Musicien, poète, peintre, homme d’engagement… En recevant le Nobel de littérature, Bob Dylan a une nouvelle fois surgi là où on ne l’attendait pas. Retour en chansons et en vidéos sur le parcours artistique et politique d’une icône insaisissable.

En 2007, dans son film consacré à Bob Dylan, le réalisateur américain Todd Haynes eut l’audace de faire jouer le musicien par six comédiens différents, parmi lesquels Cate Blanchett, Christian Bale et Richard Gere. Un traitement peu conventionnel du biopic qui visait à montrer qu’un artiste de son ampleur ne pouvait se contenter d’une seule vie. Auteur, compositeur, interprète, poète, peintre, homme d’engagement, icône folk, chantre du christianisme… le nom de Bob Dylan recouvre tant de facettes que l’homme en devient insaisissable. Le long-métrage de Todd Haynes s’intitulait d’ailleurs "I’m not there" ("Je ne suis pas là").

Soixante-quinze ans après sa naissance dans le Minnesota, Robert Allen Zimmerman – son nom à l’état civil –, est une nouvelle fois apparu où on ne l’attendait pas. Contre toute attente, il s’est vu décerner, jeudi 13 octobre, le prix Nobel de littérature, qu’aucun musicien n’avait encore reçu avant lui. Preuve, s’il en fallait encore, que l’auteur de "Blowin’ in the Wind" transcende le simple domaine de la musique. "C’est la chanson mais aussi la poésie de Bob Dylan qui est honorée. Il faut savoir que ses textes sont étudiés dans les universités américaines mais aussi ailleurs, rappelle à France 24 le chroniqueur littéraire Baptiste Ligier. C’est un homme de lettres représentatif d’une certaine contre-culture américaine, qui est aujourd’hui un peu institutionnalisée."

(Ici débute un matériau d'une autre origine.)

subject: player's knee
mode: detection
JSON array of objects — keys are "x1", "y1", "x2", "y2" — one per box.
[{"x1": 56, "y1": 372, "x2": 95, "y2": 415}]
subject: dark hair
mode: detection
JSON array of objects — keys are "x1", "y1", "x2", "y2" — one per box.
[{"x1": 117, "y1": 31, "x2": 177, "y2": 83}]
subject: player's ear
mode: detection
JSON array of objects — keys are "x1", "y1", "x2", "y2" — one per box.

Du chanteur folk contestataire à la légende vivante de la culture populaire, retour en chansons et en vidéos sur les différentes vies du nouveau prix Nobel de littérature.

• Le vagabond

Né dans une ville minière du Minnesota, Robert Zimmerman grandit dans une famille de commerçants. Alors que son père fréquente le Rotary Club, lui s’éprend de musique. De rock’n roll plus précisément, dont il goûte l’anti-conformisme. Mais c’est arrivé à l’université qu’opère sa révélation artistique avec la découverte du chanteur et guitariste Woody Guthrie.

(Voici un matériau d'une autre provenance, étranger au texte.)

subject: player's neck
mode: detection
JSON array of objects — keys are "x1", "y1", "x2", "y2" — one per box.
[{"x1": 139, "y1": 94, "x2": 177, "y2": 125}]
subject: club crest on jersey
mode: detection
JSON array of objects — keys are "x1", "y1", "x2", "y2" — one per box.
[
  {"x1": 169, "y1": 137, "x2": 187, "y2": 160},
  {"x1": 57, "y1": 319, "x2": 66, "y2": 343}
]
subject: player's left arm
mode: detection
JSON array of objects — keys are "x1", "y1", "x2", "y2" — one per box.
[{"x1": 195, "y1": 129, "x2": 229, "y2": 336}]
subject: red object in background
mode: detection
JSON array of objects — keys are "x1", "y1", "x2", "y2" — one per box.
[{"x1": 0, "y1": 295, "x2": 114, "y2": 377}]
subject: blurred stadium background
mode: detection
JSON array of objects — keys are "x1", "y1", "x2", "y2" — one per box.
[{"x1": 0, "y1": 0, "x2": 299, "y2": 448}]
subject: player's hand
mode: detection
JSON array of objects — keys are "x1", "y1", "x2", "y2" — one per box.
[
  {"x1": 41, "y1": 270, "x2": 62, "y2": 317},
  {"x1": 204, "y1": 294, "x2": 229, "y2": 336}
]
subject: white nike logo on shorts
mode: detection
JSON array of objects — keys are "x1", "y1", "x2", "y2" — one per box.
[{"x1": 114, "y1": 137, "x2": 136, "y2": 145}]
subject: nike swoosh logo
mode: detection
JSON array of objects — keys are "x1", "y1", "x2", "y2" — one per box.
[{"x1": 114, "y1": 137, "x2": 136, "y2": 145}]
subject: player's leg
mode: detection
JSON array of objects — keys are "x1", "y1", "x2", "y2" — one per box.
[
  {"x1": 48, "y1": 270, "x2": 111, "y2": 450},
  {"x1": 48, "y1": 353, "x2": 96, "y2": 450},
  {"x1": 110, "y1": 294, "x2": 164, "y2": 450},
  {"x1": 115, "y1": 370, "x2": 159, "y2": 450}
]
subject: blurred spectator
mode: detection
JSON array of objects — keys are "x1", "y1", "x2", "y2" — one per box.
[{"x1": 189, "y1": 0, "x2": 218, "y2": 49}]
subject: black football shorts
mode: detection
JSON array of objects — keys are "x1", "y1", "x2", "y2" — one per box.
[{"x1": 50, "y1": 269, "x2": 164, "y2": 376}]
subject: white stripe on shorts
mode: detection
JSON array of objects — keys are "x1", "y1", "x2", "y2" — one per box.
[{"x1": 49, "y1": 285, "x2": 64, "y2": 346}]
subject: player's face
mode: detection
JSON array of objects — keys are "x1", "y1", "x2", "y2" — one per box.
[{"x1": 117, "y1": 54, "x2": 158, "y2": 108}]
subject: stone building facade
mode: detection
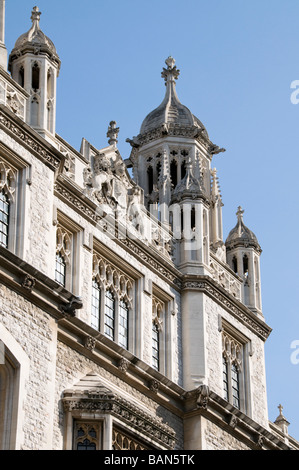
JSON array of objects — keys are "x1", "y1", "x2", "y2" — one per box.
[{"x1": 0, "y1": 0, "x2": 299, "y2": 451}]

Avec une guitare et un harmonica comme seul bagage, Bob quitte alors la faculté pour rencontrer sa nouvelle idole à New York. Là-bas, le tout jeune musicien mène une vie de bohème rythmée par quelques prestations dans les clubs de la ville. Avec sa dégaine d’artiste vagabond, Dylan finit par s’attirer les faveurs d’un producteur avec qui il enregistre, en 1962, son premier disque. Parmi les titres de l’album : "Song to Woody" qui rend hommage à Guthrie, devenu entre-temps son ami.

• Le musicien folk

Dans les cabarets new-yorkais de ces années 1960 – immortalisés par les frères Coen dans le film "Inside Llewyn Davies" –, Bob Dylan ne met pas longtemps à se faire un nom. Mais davantage que son style musical aux accents folk, ce sont ses textes dans lesquels il fustige les injustices de son temps (le maccarthysme, les crimes racistes, etc.) qui séduisent la jeunesse contestataire. À ce titre, la chanson "Blowin’ in the Wind", sortie en avril 1962, devient l’hymne de toute une génération d’étudiants traumatisés par la guerre du Vietnam.

• Le défenseur des droits civiques

À l’instar de nombreux musiciens de cette époque, Bob Dylan s’engage en faveur de la lutte pour les droits civiques des Afro-Américains. En 1963, il participe ainsi à la Marche sur Washington durant laquelle Martin Luther King prononça le célèbre "I have a Dream".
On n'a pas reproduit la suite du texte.